All’inizio del 1960, invece, a finire sotto accusa è il gruppo delle cosiddette predilette. Il cardinale Alfredo Ottaviani inviato a San Giovanni Rotondo, mette sotto accusa il «gruppetto di uomini e donne che si autodefinisce dei fedelissimi il quale si arroga il “monopolio” di padre Pio». Oggetto del contendere è la gestione di Casa Sollievo della sofferenza, come spiega a Tempi Stefano Campanella, direttore di TeleRadio Padre Pio e autore di una preziosa biografia del frate (La missione di padre Pio, Edinorba). Se Ottaviani non nutre dubbi sulla correttezza del direttore della clinica Angelo Battisti, ritiene però che nella gestione della clinica e in quella del convento padre Pio sia manovrato dalla cerchia di donne che gli stanno vicine. Alla vigilia di una nuova inchiesta riservata da parte del Vaticano alcuni frati ci mettono del loro piazzando dei microfoni nella foresteria, dove il padre incontra le donne, e nella cella numero 5 del convento, dove avvengono gli incontri col direttore Battisti. In una delle registrazioni realizzate nell’incontro con Cleonice Morcaldi, altra figlia spirituale di padre Pio, i frati sostengono di riconoscere «il rumore di un bacio». I nastri vengono inviati al Sant’Uffizio. Giovanni XXIII, profondamente turbato, si rifiuterà sempre di ascoltarli. Le registrazioni sono poco comprensibili, sia padre Pio che la sua interlocutrice sono anziani e corpulenti, pensare che siano riusciti a baciarsi tramite la finestrella del parlatoio in foresteria appare alquanto fantasioso. Eppure la coltre dei sospetti e dei divieti pesa fino a che l’arcivescovo di Manfredonia monsignor Casarano non intercede presso il Papa, di cui è vecchio amico. Casarano spiega che sua sorella, quando va a trovare padre Pio, insiste a baciare le mani del frate, già dolorante per le stigmate e assicura che se bacio c’è stato in quella foresteria, non c’è alcuna malizia in quel frate.
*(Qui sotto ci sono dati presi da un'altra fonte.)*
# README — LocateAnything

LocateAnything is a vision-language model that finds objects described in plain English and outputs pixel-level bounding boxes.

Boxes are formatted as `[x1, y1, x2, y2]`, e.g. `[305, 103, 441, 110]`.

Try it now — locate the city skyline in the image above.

La globetrotter si ferma sul Gargano
Una delle menti più brillanti che visse a lungo a fianco di padre Pio fu quella di Adelia Pyle. Adelia è una intelligente ragazza della media borghesia americana quando la sua fede protestante inizia a vacillare. L’incontro con Maria Montessori le spalanca le porte dell’Europa e così decide di partire al seguito della grande pedagoga. Ne diverrà collaboratrice preziosa per oltre dieci anni. Nel frattempo si converte al cattolicesimo, rompe con la famiglia e prende il nome di Maria. In lei resta viva un’inquietudine che neanche quella stimolante vita lavorativa riesce a colmare. Il primo incontro con padre Pio la segna profondamente. Maria ne rivelerà solo poche parole: «Sul mio capo si fermò la mano stimmatizzata del padre che mi disse: “Figlia mia, non andare più in giro. Fermati qui”». È quello che Maria farà anni dopo, stabilendosi a San Giovanni Rotondo con grande disappunto della Montessori. Qui “la signorina americana”, come la chiamavano, diviene donna di grande carità e fervore intellettuale. Nell’abbraccio limpido di quel frate ha trovato la pace.